現代人間学部 心理学科

「心理学基礎演習:データ活用術」その2

2013年09月06日

 前回、同タイトルの「その1」では、サイコロやプロフィール交換を用いた確率の授業を紹介しました。

 一見遊んでばかりの確率授業、最終回ではまじめに「病気の確率と検査精度の関係」を学びました。発症率が低い病気の場合、検査精度が高くても「偽陽性」が生じやすく、再検査で“セーフ”となる場合が多いことを、グループで計算して確認。

グループで計算
  グループで計算。数字が苦手でも大丈夫。

 「陽性だったらほぼアウトだと思ってドキドキしたのに・・・」と落差に一同びっくりしました。
そして、その確率計算を、昨今メディアで取り上げられている胎児の出生前診断の新しい方法に当てはめて計算し、その社会的な波紋についても考えました。

 確率がどうであれ「病気や先天的障害がある“かもしれない”」という不安がその数字通りとは限りません。
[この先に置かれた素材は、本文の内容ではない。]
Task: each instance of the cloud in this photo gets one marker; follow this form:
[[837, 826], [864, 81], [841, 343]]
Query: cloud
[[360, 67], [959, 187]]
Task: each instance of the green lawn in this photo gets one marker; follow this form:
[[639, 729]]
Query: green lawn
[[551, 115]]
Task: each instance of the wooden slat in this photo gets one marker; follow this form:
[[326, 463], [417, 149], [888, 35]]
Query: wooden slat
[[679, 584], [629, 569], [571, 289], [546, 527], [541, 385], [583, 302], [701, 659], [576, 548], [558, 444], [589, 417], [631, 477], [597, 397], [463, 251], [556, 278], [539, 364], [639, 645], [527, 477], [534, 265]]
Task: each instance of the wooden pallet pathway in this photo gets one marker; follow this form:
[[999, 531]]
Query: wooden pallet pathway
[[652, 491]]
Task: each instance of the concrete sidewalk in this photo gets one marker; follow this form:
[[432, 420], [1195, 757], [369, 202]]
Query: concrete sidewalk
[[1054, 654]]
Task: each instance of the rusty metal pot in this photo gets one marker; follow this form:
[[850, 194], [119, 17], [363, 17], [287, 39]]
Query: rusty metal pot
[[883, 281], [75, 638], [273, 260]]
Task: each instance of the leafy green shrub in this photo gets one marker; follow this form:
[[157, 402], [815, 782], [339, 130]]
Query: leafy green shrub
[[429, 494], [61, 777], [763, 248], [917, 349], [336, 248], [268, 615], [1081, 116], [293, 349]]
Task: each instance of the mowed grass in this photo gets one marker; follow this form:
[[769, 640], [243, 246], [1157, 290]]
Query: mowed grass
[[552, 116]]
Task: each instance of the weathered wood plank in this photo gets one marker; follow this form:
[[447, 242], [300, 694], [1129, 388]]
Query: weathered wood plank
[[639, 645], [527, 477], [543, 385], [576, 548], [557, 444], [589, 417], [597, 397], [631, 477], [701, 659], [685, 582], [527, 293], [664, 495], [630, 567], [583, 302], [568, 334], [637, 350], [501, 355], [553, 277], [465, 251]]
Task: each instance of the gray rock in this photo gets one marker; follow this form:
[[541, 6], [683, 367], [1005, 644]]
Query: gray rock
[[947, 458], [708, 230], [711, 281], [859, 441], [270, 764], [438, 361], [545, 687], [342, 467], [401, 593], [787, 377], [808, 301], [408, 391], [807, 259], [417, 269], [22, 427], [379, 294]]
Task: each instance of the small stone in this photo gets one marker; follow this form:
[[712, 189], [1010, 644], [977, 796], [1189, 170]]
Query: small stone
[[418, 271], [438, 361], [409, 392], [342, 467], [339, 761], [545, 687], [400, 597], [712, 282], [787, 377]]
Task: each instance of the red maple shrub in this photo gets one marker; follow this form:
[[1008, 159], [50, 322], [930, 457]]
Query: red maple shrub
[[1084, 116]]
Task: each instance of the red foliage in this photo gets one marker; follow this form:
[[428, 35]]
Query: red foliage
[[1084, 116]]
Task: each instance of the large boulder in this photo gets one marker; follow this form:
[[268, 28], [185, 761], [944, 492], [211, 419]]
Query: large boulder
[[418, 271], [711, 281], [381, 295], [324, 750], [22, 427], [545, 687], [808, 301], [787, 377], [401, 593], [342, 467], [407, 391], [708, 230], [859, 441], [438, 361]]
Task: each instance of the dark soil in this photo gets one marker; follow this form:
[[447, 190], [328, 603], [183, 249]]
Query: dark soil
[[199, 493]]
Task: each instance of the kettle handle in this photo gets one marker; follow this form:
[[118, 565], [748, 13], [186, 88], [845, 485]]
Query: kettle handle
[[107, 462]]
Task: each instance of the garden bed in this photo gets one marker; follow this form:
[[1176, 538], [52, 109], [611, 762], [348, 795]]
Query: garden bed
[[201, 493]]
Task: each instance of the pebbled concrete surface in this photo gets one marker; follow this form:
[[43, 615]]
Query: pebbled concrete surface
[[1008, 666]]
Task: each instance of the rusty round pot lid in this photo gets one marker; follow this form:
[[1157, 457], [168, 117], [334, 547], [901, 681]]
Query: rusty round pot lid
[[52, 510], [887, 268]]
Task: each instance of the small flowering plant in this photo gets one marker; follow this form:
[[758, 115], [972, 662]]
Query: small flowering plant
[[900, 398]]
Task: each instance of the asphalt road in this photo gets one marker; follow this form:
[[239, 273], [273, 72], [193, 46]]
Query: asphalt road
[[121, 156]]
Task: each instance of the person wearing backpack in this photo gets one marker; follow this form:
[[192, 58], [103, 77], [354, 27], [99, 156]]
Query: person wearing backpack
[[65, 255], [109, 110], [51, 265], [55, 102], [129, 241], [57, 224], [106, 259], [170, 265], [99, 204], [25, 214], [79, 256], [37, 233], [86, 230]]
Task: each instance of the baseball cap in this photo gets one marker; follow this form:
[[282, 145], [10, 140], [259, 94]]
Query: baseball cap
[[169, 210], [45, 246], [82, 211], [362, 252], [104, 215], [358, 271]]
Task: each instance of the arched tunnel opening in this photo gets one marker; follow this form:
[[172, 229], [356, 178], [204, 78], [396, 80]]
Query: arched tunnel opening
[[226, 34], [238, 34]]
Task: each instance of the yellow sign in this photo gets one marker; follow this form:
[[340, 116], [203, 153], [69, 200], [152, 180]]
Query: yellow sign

たとえば「100人中80人が成功する手術ですよ」と言われても、自分がその20人の一人かも・・・と考えるのが人の心であり、当の本人にとっては0か100とも言えます。また、不安の程度や抱え方は知識の量や性格によっても異なりますし、時にカウンセリングのような心理的援助も必要になります。医療現場では、病気の告知や臓器移植、遺伝カウンセリングなどの場面で、心理カウンセラーを求める声が高まっているそうです。
 客観的根拠と主観的な気持ちのズレ、その気持ちの個人差を捉えるのも心理学の大切なテーマであり、職業にもつながっています。